Dragonflight is the evidence:
"It's a focus on player agency, a respect for players' time, allowing people to play the game their way and meeting them where they are," Hazzikostas said. "It really was just us pivoting in Dragonflight, coming to the shared conclusion with our community that we're headed in a much better direction, and then hitting the gas."
Where is WoW headed in 2024?
At BlizzCon, veteran Blizzard storyteller Chris Metzen made a triumphant return to the stage in his new Executive Creative Director role, working the crowd and making the jaw-dropping announcement of the next THREE retail expansions. A little over a month later, the company dropped the content calendar for both retail and Classic. It was a bold move, and one that had some executives a little wide-eyed.

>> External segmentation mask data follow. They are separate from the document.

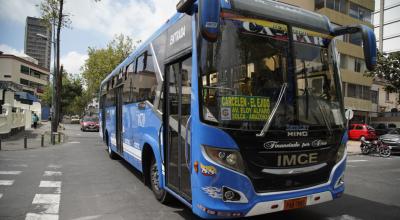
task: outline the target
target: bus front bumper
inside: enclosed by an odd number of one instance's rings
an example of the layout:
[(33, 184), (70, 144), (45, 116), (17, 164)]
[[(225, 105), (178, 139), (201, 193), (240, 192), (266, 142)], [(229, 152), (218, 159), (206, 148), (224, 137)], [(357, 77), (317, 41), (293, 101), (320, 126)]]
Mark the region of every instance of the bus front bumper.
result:
[[(335, 165), (329, 181), (324, 184), (271, 193), (256, 193), (250, 179), (245, 175), (212, 164), (217, 168), (217, 175), (212, 178), (212, 184), (207, 181), (210, 180), (209, 177), (202, 178), (205, 181), (201, 181), (203, 183), (200, 185), (203, 187), (196, 196), (196, 202), (193, 203), (193, 211), (202, 218), (235, 218), (303, 208), (334, 200), (341, 197), (344, 192), (343, 175), (346, 157), (347, 155)], [(226, 200), (224, 193), (227, 189), (240, 195), (240, 200)], [(296, 199), (303, 203), (291, 206), (290, 203)]]

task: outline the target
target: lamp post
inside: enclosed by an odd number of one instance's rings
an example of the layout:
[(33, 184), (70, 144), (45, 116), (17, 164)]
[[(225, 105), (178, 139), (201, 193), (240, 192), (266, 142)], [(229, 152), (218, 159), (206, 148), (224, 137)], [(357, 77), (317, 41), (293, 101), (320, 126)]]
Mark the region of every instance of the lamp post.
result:
[(52, 33), (53, 33), (53, 39), (49, 39), (48, 36), (45, 36), (43, 34), (36, 33), (36, 36), (39, 36), (41, 38), (46, 39), (50, 43), (53, 44), (53, 93), (51, 96), (51, 134), (50, 134), (50, 141), (51, 144), (55, 144), (55, 136), (53, 135), (54, 132), (57, 132), (57, 124), (58, 124), (58, 119), (56, 118), (56, 111), (57, 109), (57, 92), (59, 88), (57, 88), (57, 76), (58, 76), (58, 69), (57, 69), (57, 58), (56, 58), (56, 50), (57, 50), (57, 42), (56, 42), (56, 35), (55, 35), (55, 23), (53, 22), (52, 25)]

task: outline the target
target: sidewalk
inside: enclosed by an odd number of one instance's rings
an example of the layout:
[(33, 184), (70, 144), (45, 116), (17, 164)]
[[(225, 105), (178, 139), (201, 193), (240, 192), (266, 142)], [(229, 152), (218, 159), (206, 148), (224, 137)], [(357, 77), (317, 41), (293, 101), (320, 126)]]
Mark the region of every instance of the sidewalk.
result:
[[(2, 151), (25, 150), (24, 137), (27, 137), (27, 149), (40, 148), (42, 135), (44, 135), (44, 147), (50, 146), (50, 122), (41, 122), (37, 129), (29, 128), (7, 139), (1, 140)], [(57, 139), (57, 137), (56, 137)]]
[(348, 155), (361, 154), (360, 141), (348, 141), (347, 142), (347, 153)]

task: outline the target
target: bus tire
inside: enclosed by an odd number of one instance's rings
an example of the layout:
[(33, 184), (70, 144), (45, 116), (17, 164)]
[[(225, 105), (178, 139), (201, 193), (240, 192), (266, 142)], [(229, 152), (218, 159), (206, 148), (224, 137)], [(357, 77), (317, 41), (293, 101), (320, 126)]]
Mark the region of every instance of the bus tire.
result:
[(148, 175), (150, 178), (150, 187), (156, 199), (162, 204), (168, 203), (171, 200), (171, 195), (160, 187), (158, 166), (154, 156), (151, 158)]
[(118, 159), (118, 154), (115, 153), (114, 151), (112, 151), (112, 149), (111, 149), (111, 141), (110, 141), (110, 139), (108, 137), (108, 134), (107, 134), (107, 152), (108, 152), (108, 156), (111, 159), (113, 159), (113, 160), (117, 160)]

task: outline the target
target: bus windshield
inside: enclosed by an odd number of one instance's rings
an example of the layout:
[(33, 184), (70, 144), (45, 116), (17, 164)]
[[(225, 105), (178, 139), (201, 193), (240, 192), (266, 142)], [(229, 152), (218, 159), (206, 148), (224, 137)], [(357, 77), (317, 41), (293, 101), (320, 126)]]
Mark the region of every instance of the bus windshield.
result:
[(344, 127), (331, 36), (267, 20), (223, 16), (219, 40), (201, 45), (204, 122), (260, 131), (271, 117), (270, 130), (291, 125)]

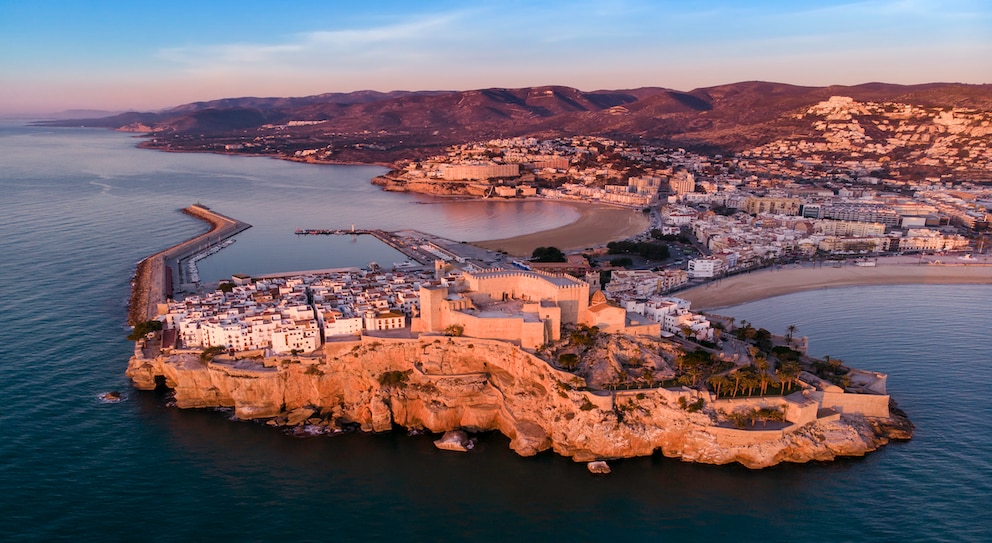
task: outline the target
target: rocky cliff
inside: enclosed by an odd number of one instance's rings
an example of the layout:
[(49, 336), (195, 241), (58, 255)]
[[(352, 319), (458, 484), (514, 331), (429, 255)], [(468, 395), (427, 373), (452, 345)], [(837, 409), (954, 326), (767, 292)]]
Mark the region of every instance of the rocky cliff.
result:
[(576, 461), (665, 456), (752, 468), (831, 460), (908, 437), (896, 419), (836, 415), (780, 429), (727, 427), (712, 407), (685, 409), (695, 391), (593, 392), (517, 347), (473, 338), (425, 336), (329, 343), (321, 356), (215, 358), (195, 352), (131, 359), (140, 389), (175, 391), (179, 407), (232, 407), (241, 419), (273, 424), (395, 425), (444, 432), (498, 430), (529, 456), (547, 449)]
[(372, 178), (372, 184), (390, 192), (418, 192), (435, 196), (484, 196), (488, 185), (430, 179), (404, 179), (398, 175)]

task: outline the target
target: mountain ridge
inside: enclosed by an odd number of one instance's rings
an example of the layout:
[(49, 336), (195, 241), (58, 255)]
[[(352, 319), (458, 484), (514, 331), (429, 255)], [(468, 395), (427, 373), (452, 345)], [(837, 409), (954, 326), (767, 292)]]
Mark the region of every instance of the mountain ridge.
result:
[[(313, 96), (192, 102), (159, 112), (44, 122), (142, 132), (148, 147), (211, 150), (278, 132), (277, 147), (353, 147), (346, 160), (382, 162), (497, 137), (573, 134), (739, 152), (810, 132), (799, 113), (832, 96), (930, 108), (992, 111), (992, 85), (869, 82), (812, 87), (743, 81), (690, 91), (664, 87), (582, 91), (561, 85), (466, 91), (362, 90)], [(292, 142), (292, 143), (290, 143)], [(357, 146), (357, 147), (356, 147)], [(216, 150), (216, 149), (214, 149)], [(375, 152), (373, 152), (375, 151)]]

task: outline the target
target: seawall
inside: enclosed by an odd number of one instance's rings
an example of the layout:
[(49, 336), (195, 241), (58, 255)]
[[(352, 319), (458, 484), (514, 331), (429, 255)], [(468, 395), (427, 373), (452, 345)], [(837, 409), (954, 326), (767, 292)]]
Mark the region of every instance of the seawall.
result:
[(131, 298), (127, 312), (128, 324), (132, 326), (155, 318), (158, 304), (164, 303), (171, 296), (172, 270), (176, 269), (179, 261), (251, 228), (248, 223), (221, 215), (198, 204), (183, 208), (181, 211), (206, 222), (210, 225), (210, 229), (138, 263), (131, 282)]

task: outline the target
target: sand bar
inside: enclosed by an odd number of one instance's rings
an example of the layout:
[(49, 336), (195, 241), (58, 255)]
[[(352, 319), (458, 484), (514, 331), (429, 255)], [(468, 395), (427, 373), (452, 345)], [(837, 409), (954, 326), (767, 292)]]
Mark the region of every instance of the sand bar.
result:
[(865, 285), (992, 284), (992, 264), (985, 261), (942, 264), (916, 258), (880, 258), (875, 267), (780, 267), (735, 275), (676, 293), (692, 302), (693, 309), (709, 310), (753, 302), (792, 292)]
[(513, 256), (530, 256), (537, 247), (558, 247), (563, 251), (603, 245), (645, 231), (650, 225), (641, 210), (581, 202), (561, 202), (579, 212), (579, 219), (544, 232), (512, 238), (476, 241), (473, 245), (501, 250)]

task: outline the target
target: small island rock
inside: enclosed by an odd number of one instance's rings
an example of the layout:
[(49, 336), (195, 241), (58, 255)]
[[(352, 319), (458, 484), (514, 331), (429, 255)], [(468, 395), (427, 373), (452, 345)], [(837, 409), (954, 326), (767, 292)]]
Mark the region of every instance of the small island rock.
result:
[(586, 468), (589, 469), (589, 473), (596, 473), (606, 475), (610, 473), (610, 465), (602, 460), (596, 460), (595, 462), (589, 462), (586, 464)]

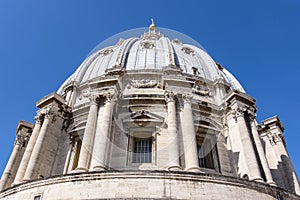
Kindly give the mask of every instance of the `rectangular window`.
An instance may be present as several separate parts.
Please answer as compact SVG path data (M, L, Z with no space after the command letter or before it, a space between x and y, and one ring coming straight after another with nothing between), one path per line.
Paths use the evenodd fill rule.
M36 195L33 198L34 200L42 200L42 196L41 195Z
M197 150L199 167L217 169L218 156L215 145L211 144L210 139L204 140L202 137L197 137Z
M214 169L212 149L207 149L203 145L198 145L199 166Z
M152 162L152 138L134 138L133 163Z

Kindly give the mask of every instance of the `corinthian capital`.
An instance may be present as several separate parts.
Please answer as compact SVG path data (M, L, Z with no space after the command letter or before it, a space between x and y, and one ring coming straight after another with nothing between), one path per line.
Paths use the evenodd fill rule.
M35 117L34 117L34 120L35 120L35 123L37 123L37 124L42 124L43 123L43 121L44 121L44 115L42 115L42 114L37 114Z
M167 103L175 101L175 94L172 91L168 91L165 93L165 100Z
M182 99L183 99L183 103L186 104L191 104L192 103L192 98L193 98L193 95L191 94L183 94L182 95Z
M108 103L111 102L113 95L110 92L107 92L103 94L103 97L104 97L104 103Z
M256 113L255 113L256 109L255 108L245 106L244 110L251 121L255 120L255 118L256 118Z
M233 115L233 118L235 119L236 122L239 117L244 117L244 113L245 113L244 110L240 107L237 107L230 111L230 114Z
M98 105L99 100L100 100L99 95L96 95L96 94L91 94L90 95L90 101L91 101L92 105Z
M27 137L18 134L15 140L15 145L21 145L24 146L25 142L27 140Z

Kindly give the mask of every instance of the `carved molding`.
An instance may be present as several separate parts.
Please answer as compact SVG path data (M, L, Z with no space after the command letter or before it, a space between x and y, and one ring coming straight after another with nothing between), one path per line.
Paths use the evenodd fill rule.
M207 88L203 88L202 86L195 85L192 88L193 93L201 95L201 96L211 96L211 92Z
M127 88L161 88L160 83L157 80L150 79L141 79L141 80L132 80Z
M166 101L167 103L169 103L169 102L175 102L175 94L174 94L174 92L172 92L172 91L167 91L167 92L165 93L165 101Z
M16 137L16 140L15 140L15 145L24 146L26 144L27 140L28 140L28 137L18 134Z
M182 47L181 51L183 51L184 53L188 54L188 55L195 55L195 52L193 49L189 48L189 47Z
M104 103L111 102L113 95L110 92L106 92L103 94Z
M44 115L42 115L42 114L40 114L40 113L37 114L37 115L34 117L35 123L36 123L36 124L42 124L43 121L44 121L44 118L45 118Z
M237 119L239 117L243 117L244 113L245 113L244 110L240 107L230 111L230 114L233 115L233 118L235 119L235 122L237 122Z
M107 56L109 54L111 54L114 50L112 50L111 48L109 49L104 49L103 51L101 51L99 54L102 56Z
M145 49L153 49L154 48L154 43L149 42L149 41L144 41L144 42L141 42L141 46Z
M192 103L192 98L193 98L193 95L191 94L183 94L182 95L182 99L183 99L183 103L184 104L191 104Z
M181 42L179 39L177 39L177 38L173 39L172 42L173 42L174 44L182 45L182 42Z
M100 103L100 97L97 94L91 94L89 96L89 99L90 99L91 105L99 105L99 103Z
M276 145L278 142L284 141L282 134L271 133L270 131L266 133L271 145Z
M161 37L162 35L160 34L160 32L149 31L149 32L145 32L141 38L143 40L158 40Z
M255 114L256 109L249 106L237 107L234 110L230 110L229 112L233 115L233 118L235 119L236 122L239 117L244 117L245 115L249 117L251 122L254 122L256 118L256 114Z

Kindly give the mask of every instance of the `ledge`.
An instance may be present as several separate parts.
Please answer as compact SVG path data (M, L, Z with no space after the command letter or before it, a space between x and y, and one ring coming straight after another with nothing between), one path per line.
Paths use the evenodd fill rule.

"Wait, we're really showing all the logos? We're going to tell them all of that? What do you mean, Chris?" Hazzikostas said with a laugh. "Speaking it out loud makes it real, and signals to players that we have a big ambitious plan for the future of this game… But it's also the plan itself, and I think that clarity is tremendously helpful across the development team, from a creative perspective, knowing with certainty where we're going."
In 2024, the calendar calls for a brisk pace of several updates and then The War Within expansion, which is scheduled for late summer/early fall. (Execs at BlizzCon told me that "fall" is later than they actually plan.)
One of those updates is 10.2.6, marked on the roadmap with a skull and crossbones. As recently as September, Blizzard President Mike Ybarra tweeted, "No pirates." in response to a different question. But… pirates? Hight did have this bit of a tease:
"We have a strong commitment to make sure our players always have something to do," he said, talking about the content leading up to The War Within. "At least one thing is going to be very experimental, and that's cool." (He confirmed that the experiment was related to gameplay.)
On the Classic roadmap, we have:
- More phases of Season of Discovery leading all the way up to level 60
- Self-found mode for Hardcore servers (where you're limited to just what you make/find yourself)
- The launch of Cataclysm Classic, plus a couple patches thereafter
Blizzard still envisions a future for Warcraft beyond WoW
If the Blizzard executives sound a bit giddy about the franchise's success, they have good reason to be. 2023 was a stellar year, and all signs point to a truly promising 2024. And perhaps the venerable PC MMOs—and Hearthstone/Warcraft Rumble, their accompanying mobile games—aren't the end for this franchise.
"We want Warcraft to transcend platforms," Hight said, pointing out that 240 million people have already played a Warcraft game of some kind. "It's a great universe to set stories in. It's a great universe to develop characters in, and that's what our players really connect with. We want to be able to give them different games. We're even interested, down the road, in exploring other forms of media.
"We want to transcend a specific genre. We want to transcend a specific demographic, whether globally or age or culturally. We really want to have a big universe."